Öğretmenin İtibarı Sendikası Kadardır
Atalay Girgin*
Kamuda çalışan memurlara ilişkin yapılan son “Toplu Sözleşme” ve bu sözleşme görüşmelerine katılan biri ‘büyük’ diğeri küçük, adına sendika denilen iki yancı kuruluş ve onlar adına toplantılarda yer alan ve söz söyleyen ‘sendikacı’lar, sendikaların yeniden tartışma gündemine taşınmasına neden oldu.

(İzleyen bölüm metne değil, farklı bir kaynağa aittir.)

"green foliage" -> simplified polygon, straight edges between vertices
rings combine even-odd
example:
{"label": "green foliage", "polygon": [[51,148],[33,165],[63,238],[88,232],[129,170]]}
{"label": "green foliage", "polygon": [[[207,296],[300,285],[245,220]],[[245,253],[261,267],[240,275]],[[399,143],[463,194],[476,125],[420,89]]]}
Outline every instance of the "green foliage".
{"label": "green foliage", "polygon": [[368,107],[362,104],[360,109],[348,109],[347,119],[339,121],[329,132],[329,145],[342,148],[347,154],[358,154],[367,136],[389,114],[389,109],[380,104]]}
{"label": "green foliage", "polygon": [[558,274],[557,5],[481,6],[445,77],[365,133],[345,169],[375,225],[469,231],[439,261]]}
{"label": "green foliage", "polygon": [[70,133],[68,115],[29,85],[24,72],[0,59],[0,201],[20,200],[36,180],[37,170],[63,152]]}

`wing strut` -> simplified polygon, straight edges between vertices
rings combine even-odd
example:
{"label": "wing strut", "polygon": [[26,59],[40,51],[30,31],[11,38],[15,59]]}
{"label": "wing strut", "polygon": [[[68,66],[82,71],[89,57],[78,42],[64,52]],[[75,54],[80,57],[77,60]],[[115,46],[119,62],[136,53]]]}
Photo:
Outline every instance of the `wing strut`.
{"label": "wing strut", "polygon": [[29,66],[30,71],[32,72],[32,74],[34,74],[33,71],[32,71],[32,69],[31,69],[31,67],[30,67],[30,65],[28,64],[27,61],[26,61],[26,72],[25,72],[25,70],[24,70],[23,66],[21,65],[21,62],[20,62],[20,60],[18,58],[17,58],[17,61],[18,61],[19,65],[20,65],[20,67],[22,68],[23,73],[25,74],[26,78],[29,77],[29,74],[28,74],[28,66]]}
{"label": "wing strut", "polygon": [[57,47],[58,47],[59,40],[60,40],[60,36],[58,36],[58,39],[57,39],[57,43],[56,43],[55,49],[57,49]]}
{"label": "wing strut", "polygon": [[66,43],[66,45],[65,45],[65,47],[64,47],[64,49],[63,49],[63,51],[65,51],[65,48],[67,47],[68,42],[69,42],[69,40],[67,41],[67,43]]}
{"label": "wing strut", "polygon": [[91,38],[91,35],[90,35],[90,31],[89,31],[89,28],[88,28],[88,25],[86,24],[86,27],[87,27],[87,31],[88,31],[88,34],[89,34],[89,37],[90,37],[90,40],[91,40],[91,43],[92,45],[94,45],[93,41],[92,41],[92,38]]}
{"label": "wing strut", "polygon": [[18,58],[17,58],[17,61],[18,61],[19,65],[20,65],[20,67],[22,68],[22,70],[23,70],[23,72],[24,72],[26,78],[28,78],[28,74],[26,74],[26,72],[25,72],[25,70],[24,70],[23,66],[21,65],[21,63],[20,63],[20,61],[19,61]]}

Bakmayın “neden oldu” sözüne… Çünkü “sendika” demeye bin şahidin bile yetmeyeceği kuruluşların ortalıkta boy gösterdiği ve onların yöneticisi olarak da bilumum işbirlikçi çemişin ‘sendikacı’ sıfatıyla cirit attığı bir alanda bu tartışmanın ertelenmesi bile düşünülemez aslında.
Lakin burası Türkiye… Başka yerlerde “ertelenmesi düşünülemez” denilen sorunların hızla unutulduğu bir ülke... Hatta “Sarı” sıfatının bile iltifat sayılacağı kuruluşlara ‘sendika’ denilen, bunların kravatlı-kravatsız çemişlerine de değer atfedilen bir ülke…
Sendikal Mücadele ve Toplumsal İtibar
Oysa tarihsel ve güncel olarak bilinir ki mücadeleyle ve gerektiğinde bedeller ödenerek kurulan sendikalar, tüm çalışanlar gibi, öğretmenlerin de itibar göstergelerinden biridir. Çünkü sendikalar öğretmenlerin örgütlü gücüdür ve bu örgütlü güçle ve mücadele edilerek kazanılan her hak ve kazanımdan tek tek her öğretmen de pay alır. Bu pay, yalnızca ekonomik ve mesleki özlük hakları düzeyinde değildir.
Aynı zamanda ve aslında bunlardan daha da önemli olan ve hiçbir yasanın sağlayamayacağı toplumsal itibar payıdır. Ve bu toplumsal itibar yalnızca mücadelenin başarıya ulaştığı dönemlerle sınırlı değildir. Örgütlü bir biçimde mücadele edildiği halde kaybedilen zamanlarda da geçerlidir.
Sendikaların çatısı altında örgütlü bir mücadeleyle ulaşılan ve genellik niteliği taşıyan her başarı, kazanılan ve yasal bir niteliğe kavuşan her sosyal hak, hem sendikanın hem de onun üyesi olan öğretmenin itibarını toplumsal anlamda yükseltirken, üye olarak sendikaya aidiyet bilinci ve bağını güçlendirir. Toplumsal sempatiyi ve itibarı da arttırır. Elbette bu olması gerekendir.